Quali sono i problemi
Cablare le auto in posti differenti significa spendere da 100mila a due milioni di sterline per costruire nuove attrezzature necessarie oltre al tempo impiegato, fra tre e sei mesi. La Bmw ha fatto sapere di lavorare “con i nostri fornitori colpiti dalla crisi ucraina per trovare soluzioni insieme, e per sostenerli nella loro attuazione, sia che si tratti di mantenere la produzione in Ucraina o in luoghi alternativi“. In Ucraina, nonostante la guerra, alcuni fornitori stanno provando a riavviare le produzioni ad un tasso ridotto di capacità. Il problema di spedire i prodotti finiti attraverso il confine polacco verso gli stabilimenti automobilistici rimane: alle frontiere c’è un numero altissimo di rifugiati e sono chiuse al trasporto commerciale tradizionale.

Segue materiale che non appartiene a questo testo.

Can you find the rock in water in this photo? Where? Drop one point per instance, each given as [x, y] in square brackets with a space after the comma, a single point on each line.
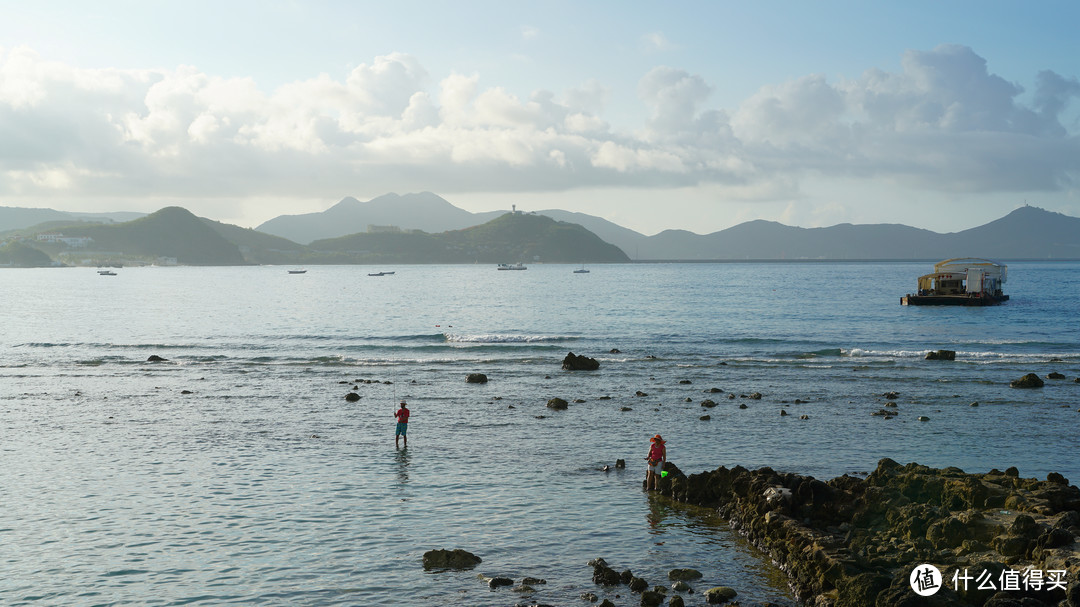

Un altro problema non da poco è la carenza di autisti di camion, colpiti dalle leggi di “coscrizione” (l’obbligo di reclutamento) che gli impediscono di lasciare il paese. Alcuni stabilimenti hanno così pensato bene di chiedere aiuto ad alcuni pensionati che non hanno più problemi di legge a causa dei raggiunti limiti di età. Il rovescio buono della medaglia è che nelle fabbriche in Ucraina la maggior parte dei dipendenti sono le donne, non ostacolate dalle leggi di coscrizione ucraine in vigore per gli uomini tra i 18 e i 60 anni. In una terra già provata dal conflitto, la produzione a ovest delle case automobilistiche provocherebbe un ulteriore colpo mortale all’industria del Paese.